In [None]:
from IPython.display import Image
import numpy as np
import pandas as pd
import matplotlib.pyplot as plt
import seaborn as sns
import sweetviz as sv
from autoviz.AutoViz_Class import AutoViz_Class

To understand the Olist dataset, we will focus on the data that are at the core of any e-commerce organisation business model.

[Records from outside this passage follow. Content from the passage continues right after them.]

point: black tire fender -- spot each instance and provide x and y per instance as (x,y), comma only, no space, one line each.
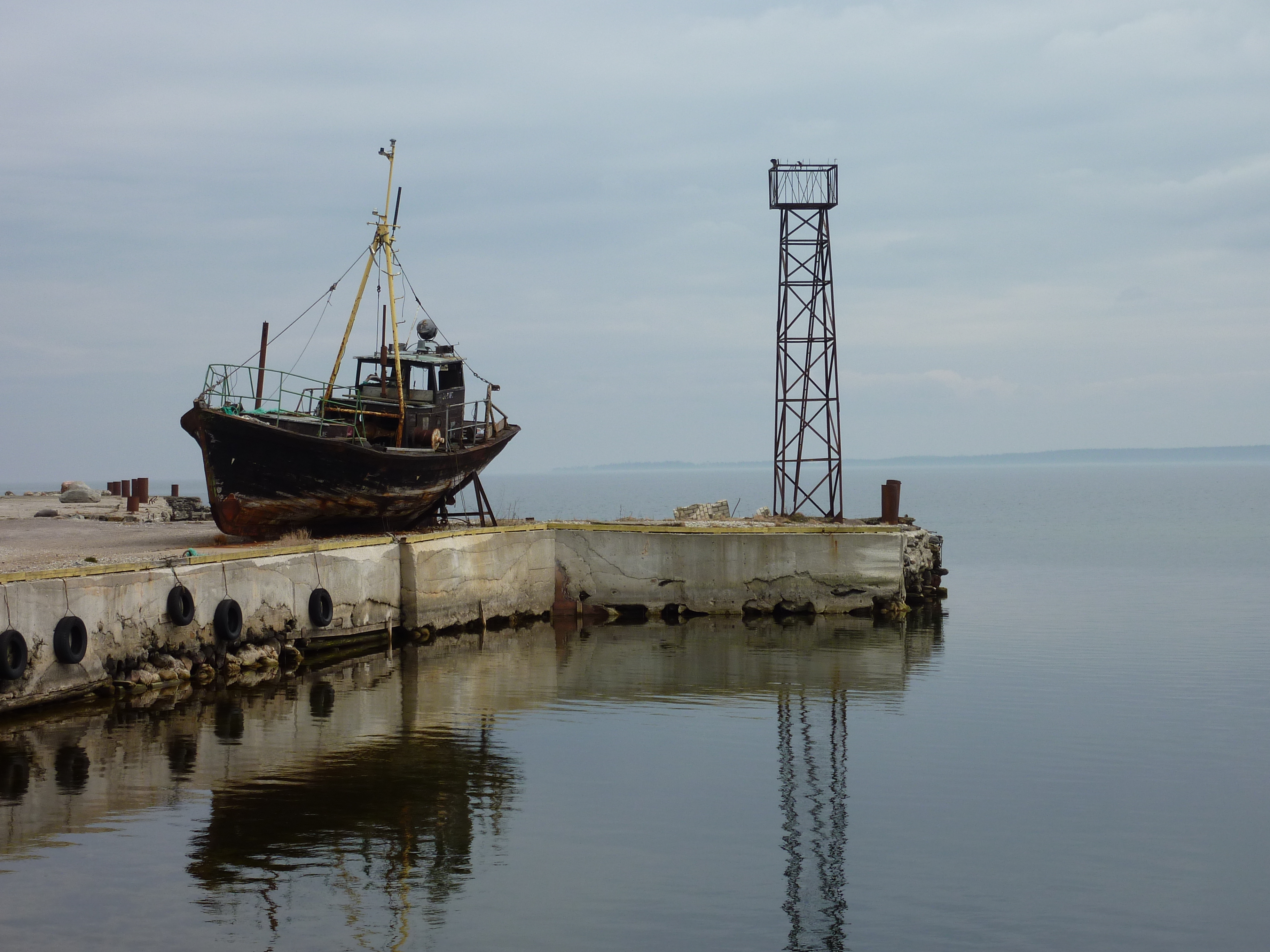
(13,656)
(70,640)
(228,621)
(322,610)
(181,606)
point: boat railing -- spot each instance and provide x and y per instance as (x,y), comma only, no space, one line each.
(487,422)
(256,390)
(252,391)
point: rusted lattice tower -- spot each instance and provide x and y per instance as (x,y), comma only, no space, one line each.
(808,473)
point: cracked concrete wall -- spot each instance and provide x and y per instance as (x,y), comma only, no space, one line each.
(732,573)
(126,613)
(451,579)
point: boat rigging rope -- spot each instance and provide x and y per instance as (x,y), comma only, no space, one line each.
(416,296)
(326,308)
(326,294)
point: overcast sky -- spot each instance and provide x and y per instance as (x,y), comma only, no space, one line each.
(1053,228)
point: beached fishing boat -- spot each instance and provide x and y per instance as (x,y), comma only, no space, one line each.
(386,452)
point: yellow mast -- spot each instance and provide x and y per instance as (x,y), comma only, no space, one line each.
(386,243)
(382,243)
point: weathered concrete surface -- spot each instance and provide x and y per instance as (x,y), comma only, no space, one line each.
(126,612)
(453,578)
(732,573)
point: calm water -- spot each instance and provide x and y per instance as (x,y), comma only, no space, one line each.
(1074,758)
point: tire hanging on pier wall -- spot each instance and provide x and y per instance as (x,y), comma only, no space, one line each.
(181,606)
(322,610)
(70,640)
(228,621)
(13,656)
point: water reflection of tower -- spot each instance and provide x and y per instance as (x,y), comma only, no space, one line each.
(813,774)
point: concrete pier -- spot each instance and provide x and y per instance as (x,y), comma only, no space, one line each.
(427,583)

We will focus on orders, product purchased, customers and their reviews.<br>
    - The order gives us information about who buys what and when.<br>
    - The product purchased tells us what drives the revenue, it allows us to see bestselling products, poor working product, allows category level analysis and can be connected to review, returns etc.<br>
    - The customers data allows segmentation and retention analysis<br>
    - The reviews allows us to perform sentiment analysis, show satisfaction and dissatisfaction.<br>
    <br>
The **Seller** workflow ⚙

The seller:

1. joins Olist
2. uploads their product catalogues
    - (Olist) displays these catalogues to existing marketplaces (Amazon, Bahia, Walmart, ...)
3. gets notified whenever a product is sold
4. hands over the ordered items to third-party logistic carriers

*Note: Multiple sellers can be involved in one customer's order!*

The **Customer** workflow ⚙

The customer:

1. browses products on marketplaces (Amazon, Bahia, Walmart, ...)
2. purchases products listed via store
3. gets an expected date for delivery
    - *ETA = Estimated Time of Arrival (of the orders)*
4. receives the order(s)
5. leaves a review

*Note: Between 2016 and mid-2018, a review could be left as soon as the order was sent, meaning that a customer could potentially leave a review for a product they hadn't received yet!*
It is showing the whole customer journey, from browsing to placing an order, receiving the product(s) he purchased to leaving a review. 

In [None]:
Image("Image/olist_erd.png")

In [None]:
# Load CSVs
orders = pd.read_csv("data/olist_orders_dataset.csv")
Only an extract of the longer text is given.